Reasonably foreseeable future actions in the project area include all of the present and proposed actions. Despite enforcement efforts, unauthorized use of ATVs and OHMs is expected to continue. Authorized use of ATVs (i.e., use permitted for persons with disabilities) is also expected to continue. Although agricultural activity will continue, modern conservation-oriented practices would help to alleviate resource damage to aquatic habitat. Another anticipated action, prescribed burning for vegetation management, could add minor amounts of sediment to streams. However, best management practices (e.g., disking of fire-lines, reseeding, placement of water bars and construction of fire-lines by hand in sensitive areas) would mitigate adverse effects from erosion of burned areas. Best management practices will be implemented for all project activities.

5. Cumulative Effects – Aquatic Species

Cumulative Effects - Indiana Crayfish No measurable cumulative effects are anticipated from any of the alternatives. Alternatives 1 and 3 are expected to have a minor, adverse effect on habitat and individuals, but these effects would not reduce population viability within the project area. Likewise, the beneficial effects noted in Alternatives 2 and 4 would not result in a measurable increase in populations, nor would they be expected to cause a measurable increase in distribution on the Forest.

Current models suggest that less than ten percent of sediment entering streams can be attributed to trail erosion (see Project File, Soil and Water Resources working paper). The effects of any alternative, when considered with the minor effects of other, past, present and reasonably foreseeable future actions, described above, are expected to result in undetectable cumulative effects on the Indiana crayfish.

Cumulative Effects - Spike, Little Spectacle-Case, and Purple Lilliput Mussels Current models suggest that less than ten percent of sediment entering streams can be attributed to trails. Sediment sources from activities occurring on private land (e.g.

83 agriculture, timber, and road construction and maintenance) have a greater effect upon stream habitat via sedimentation. The effects of any of the alternatives, when considered with the minor effects of other, past, present and reasonably foreseeable future actions, described above, are expected to result in undetectable cumulative effects on mussel populations or habitat within Big Grand Pierre Creek.

Cumulative Effects - Anomalous Spring Amphipod Because there would be no direct or indirect effects, there would be no cumulative effects.
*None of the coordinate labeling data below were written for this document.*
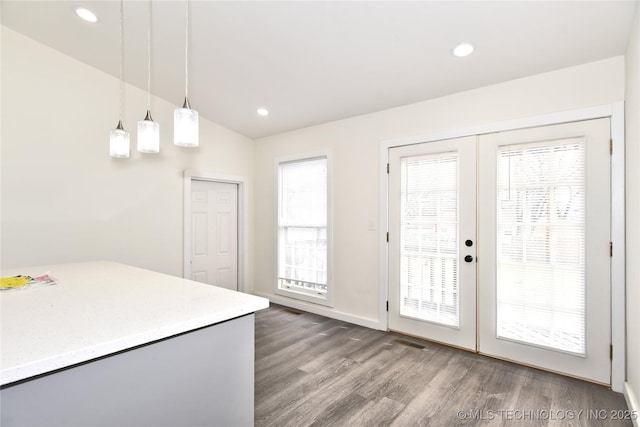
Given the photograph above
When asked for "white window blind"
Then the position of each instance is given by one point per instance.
(302, 226)
(541, 244)
(429, 238)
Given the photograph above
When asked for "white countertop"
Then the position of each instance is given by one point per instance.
(99, 308)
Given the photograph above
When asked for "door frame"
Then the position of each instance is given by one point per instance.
(615, 112)
(243, 202)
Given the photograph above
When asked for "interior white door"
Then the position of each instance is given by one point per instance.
(214, 233)
(543, 254)
(432, 221)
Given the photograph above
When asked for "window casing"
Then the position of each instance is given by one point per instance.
(304, 229)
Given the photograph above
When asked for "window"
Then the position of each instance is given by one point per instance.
(541, 244)
(304, 229)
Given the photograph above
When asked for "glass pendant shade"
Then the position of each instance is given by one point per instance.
(148, 135)
(185, 126)
(119, 142)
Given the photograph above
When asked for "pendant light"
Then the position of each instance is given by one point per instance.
(185, 120)
(119, 138)
(148, 130)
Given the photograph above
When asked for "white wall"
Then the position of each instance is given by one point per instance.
(632, 110)
(355, 144)
(63, 198)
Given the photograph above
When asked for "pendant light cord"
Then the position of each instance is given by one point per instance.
(186, 50)
(121, 60)
(149, 55)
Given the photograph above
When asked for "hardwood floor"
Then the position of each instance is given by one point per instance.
(315, 371)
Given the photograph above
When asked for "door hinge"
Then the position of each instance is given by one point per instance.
(611, 352)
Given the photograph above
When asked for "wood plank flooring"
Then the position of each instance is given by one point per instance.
(316, 371)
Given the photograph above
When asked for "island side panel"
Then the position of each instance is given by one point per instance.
(203, 377)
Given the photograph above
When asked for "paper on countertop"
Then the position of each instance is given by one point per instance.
(26, 282)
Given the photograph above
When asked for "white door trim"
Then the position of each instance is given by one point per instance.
(243, 220)
(616, 112)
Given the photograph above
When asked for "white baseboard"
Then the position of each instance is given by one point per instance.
(322, 311)
(632, 403)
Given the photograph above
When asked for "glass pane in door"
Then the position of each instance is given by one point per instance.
(429, 238)
(540, 244)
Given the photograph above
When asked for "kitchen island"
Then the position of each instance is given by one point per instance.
(115, 345)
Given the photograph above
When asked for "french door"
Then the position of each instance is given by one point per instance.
(532, 285)
(432, 217)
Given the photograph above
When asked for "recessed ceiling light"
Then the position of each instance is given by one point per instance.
(86, 14)
(463, 49)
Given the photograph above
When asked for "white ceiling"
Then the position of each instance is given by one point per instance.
(311, 62)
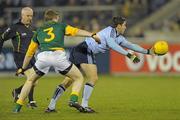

Cumulative Effects - Least Brook Lamprey No cumulative effects are anticipated from any of the alternatives. Current models suggest that less than ten percent of sediment entering streams can be attributed to trail erosion. The incremental contributions of these alternatives may have some beneficial or adverse affects on habitat and individuals; however, activities on private land surrounding the Forest will continue to exert the greatest negative effect on stream habitat within the project area.

The effects of these alternatives, when considered with the minor effects of other, past, present and reasonably foreseeable future actions, described above, are expected to maintain population viability in the project area, preventing a trend toward federal listing. Recent confirmation of historic locations and the discovery of new locations, suggest that the population on the Forest is stable and that distribution on the Forest may be more widespread than previously thought.

Cumulative Effects - Rainbow Darter Because of the minor nature of all the effects of the alternatives on these species, no cumulative effects are anticipated from any of them. Current models suggest that less than ten percent of sediment entering streams can be attributed to trail erosion. The incremental contributions of these alternatives may have some beneficial or adverse affects on habitat and individuals; however, activities on private land surrounding the Forest will continue to exert the greatest negative effect on stream habitat within the project area. The effects of these alternatives, when considered with the minor effects of other, past, present and reasonably foreseeable future actions, described above, are expected to result in undetectable cumulative effects on habitat and individuals.